I wasn’t planning to post about this, but I was overtaken with a wave of gratefulness today, as usual, for my life lived in recovery. I had a semi-emergency surgery this week, and can’t imagine how hard this would’ve been if I wasn’t sober and focused on health of mind and body. 

The way I conduct my recovery isn’t for everyone, but I forewent opioid and narcotic pain meds after post-op, though I did have the good stuff in the hospital. There is no nobility in suffering, but I have reconceptualized my pain by stubbornly willing it into a string of silver linings. 

I was supposed to be in Texas this weekend, but my beau flew up here on a moment’s notice, instead. And I’ve been fortunate to be able to recuperate in the beautiful countryside of the Shenandoah Valley, watching fog lift over the river at dawn, and rumbling thunderclaps quiet themselves with a purple sunset. My tribe has been wonderful and abiding, of course, as they so consistently are. And I got to spend the evening with a dear friend joining us briefly in the city, who I would’ve missed seeing otherwise. 

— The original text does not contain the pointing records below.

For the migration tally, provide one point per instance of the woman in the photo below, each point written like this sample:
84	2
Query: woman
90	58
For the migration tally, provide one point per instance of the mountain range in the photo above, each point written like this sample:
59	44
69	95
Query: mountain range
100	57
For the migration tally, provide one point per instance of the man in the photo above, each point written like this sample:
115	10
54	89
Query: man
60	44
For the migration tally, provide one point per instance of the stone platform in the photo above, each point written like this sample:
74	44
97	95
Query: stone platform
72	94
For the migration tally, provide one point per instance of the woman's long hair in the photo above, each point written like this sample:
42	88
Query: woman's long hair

I am reminded further of my good fortune in life’s small details: wearing my I Am Not Anonymous t-shirt, and blindly selecting the matching pen from a drawer as I read Write Who You Are — a book of poetry written by immigrants for a program I am now facilitating. To be able to serve this way without compunction is indeed a dream. Getting caught in a hailstorm and thusly listening and smelling the lingering, sweet summer rain. The conversation inherent in a meaningful silence. 

The point of it all here being: If I can do the hard thing I thought I could not do, you can do the thing you are afraid of. The thing that makes you better, that obliterates your comfort zone, that takes away things before it heaps on rewards. Recovery is this thing for me. I hope that you find yours.